First off, elephant shrews do their part to keep the insect population under control. They’re always eating bugs, and the more they eat, the fewer we have to deal with. Their favorites include spiders, millipedes, earthworms, ants, and termites. And while it’s not a good idea to get a pet elephant shrew deal with a pest problem, you can at least say an occasional silent “thank you” to the millions of them working to keep our world bug-free.

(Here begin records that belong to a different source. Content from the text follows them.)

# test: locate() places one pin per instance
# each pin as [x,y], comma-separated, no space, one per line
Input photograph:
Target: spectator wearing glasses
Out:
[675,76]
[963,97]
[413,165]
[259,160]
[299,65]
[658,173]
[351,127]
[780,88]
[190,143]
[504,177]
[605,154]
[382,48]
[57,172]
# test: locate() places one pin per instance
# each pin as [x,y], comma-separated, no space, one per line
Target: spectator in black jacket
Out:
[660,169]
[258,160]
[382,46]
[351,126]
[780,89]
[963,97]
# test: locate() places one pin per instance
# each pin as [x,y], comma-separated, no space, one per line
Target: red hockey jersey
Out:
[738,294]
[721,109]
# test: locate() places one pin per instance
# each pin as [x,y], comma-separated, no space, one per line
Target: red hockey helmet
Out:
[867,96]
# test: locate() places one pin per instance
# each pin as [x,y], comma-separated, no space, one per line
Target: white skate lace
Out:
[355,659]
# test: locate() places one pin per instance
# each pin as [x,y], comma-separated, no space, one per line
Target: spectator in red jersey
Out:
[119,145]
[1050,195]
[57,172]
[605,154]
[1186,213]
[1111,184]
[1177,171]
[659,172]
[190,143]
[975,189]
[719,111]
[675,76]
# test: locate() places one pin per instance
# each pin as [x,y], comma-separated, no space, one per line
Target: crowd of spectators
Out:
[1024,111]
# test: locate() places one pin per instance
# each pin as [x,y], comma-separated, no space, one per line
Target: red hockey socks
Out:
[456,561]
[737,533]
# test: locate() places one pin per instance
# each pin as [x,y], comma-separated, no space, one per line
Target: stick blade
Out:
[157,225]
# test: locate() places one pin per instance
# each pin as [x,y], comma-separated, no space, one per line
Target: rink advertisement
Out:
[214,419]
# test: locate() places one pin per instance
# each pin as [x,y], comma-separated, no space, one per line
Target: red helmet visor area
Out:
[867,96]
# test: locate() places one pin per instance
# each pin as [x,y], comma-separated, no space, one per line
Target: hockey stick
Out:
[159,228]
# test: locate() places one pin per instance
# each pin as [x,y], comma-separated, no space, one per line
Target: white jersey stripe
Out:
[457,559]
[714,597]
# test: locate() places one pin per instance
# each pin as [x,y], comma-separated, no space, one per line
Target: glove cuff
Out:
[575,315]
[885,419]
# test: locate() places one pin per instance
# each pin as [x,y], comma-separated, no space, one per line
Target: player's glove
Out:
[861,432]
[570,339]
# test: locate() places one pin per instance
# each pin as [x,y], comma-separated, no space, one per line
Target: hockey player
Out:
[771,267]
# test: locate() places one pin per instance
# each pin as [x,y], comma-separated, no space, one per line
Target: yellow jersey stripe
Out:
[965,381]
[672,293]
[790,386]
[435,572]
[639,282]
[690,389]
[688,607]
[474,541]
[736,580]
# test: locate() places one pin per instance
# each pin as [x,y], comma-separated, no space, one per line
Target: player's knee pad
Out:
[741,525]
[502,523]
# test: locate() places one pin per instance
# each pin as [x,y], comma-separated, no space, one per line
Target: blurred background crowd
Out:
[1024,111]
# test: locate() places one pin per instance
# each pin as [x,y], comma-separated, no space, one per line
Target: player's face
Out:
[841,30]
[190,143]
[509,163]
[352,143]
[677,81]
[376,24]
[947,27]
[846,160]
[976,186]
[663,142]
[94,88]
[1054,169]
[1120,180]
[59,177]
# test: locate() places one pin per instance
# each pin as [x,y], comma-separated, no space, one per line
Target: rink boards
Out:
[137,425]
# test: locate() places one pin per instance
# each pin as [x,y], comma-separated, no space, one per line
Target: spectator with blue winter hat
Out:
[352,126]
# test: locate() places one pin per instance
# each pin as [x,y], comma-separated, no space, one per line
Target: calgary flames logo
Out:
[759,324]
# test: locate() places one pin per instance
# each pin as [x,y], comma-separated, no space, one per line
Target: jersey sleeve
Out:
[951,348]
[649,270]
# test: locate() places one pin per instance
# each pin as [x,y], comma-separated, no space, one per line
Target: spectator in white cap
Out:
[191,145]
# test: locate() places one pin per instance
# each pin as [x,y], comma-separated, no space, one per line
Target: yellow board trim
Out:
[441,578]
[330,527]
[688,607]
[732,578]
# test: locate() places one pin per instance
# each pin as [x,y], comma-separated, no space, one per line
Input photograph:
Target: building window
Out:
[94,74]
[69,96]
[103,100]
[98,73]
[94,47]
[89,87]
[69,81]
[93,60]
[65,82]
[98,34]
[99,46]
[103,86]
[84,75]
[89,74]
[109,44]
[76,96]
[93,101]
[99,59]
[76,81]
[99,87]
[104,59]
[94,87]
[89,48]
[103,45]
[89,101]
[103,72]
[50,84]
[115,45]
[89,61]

Elephant shrews are also not that much different than people, give or take a couple of hundred pounds. Much like most of us, they get pretty aggressive when their territory is invaded. They’re of the “attack now, ask questions later” variety; if another elephant shrew or similar-sized beast crosses the line, it doesn’t take very long for the shrew to kick, snap, and scream.
And that’s not where the similarities end. Elephant shrews are romantic little guys: they mate for life. Although there aren’t divorce statistics for elephant shrews, it’s pretty safe to say that they might be doing better than many of us in the relationship-longevity category.
Can we save the sengi?
Hopefully, maybe. In August 2019, researchers confirmed the presence of elephant shrews in the Dakatcha woodlands in Kenya, an area threatened by logging, uncontrolled burning, and farming. However, with this confirmation of elephant shrew presence, everyone is hopeful that further protective regulations are not far off.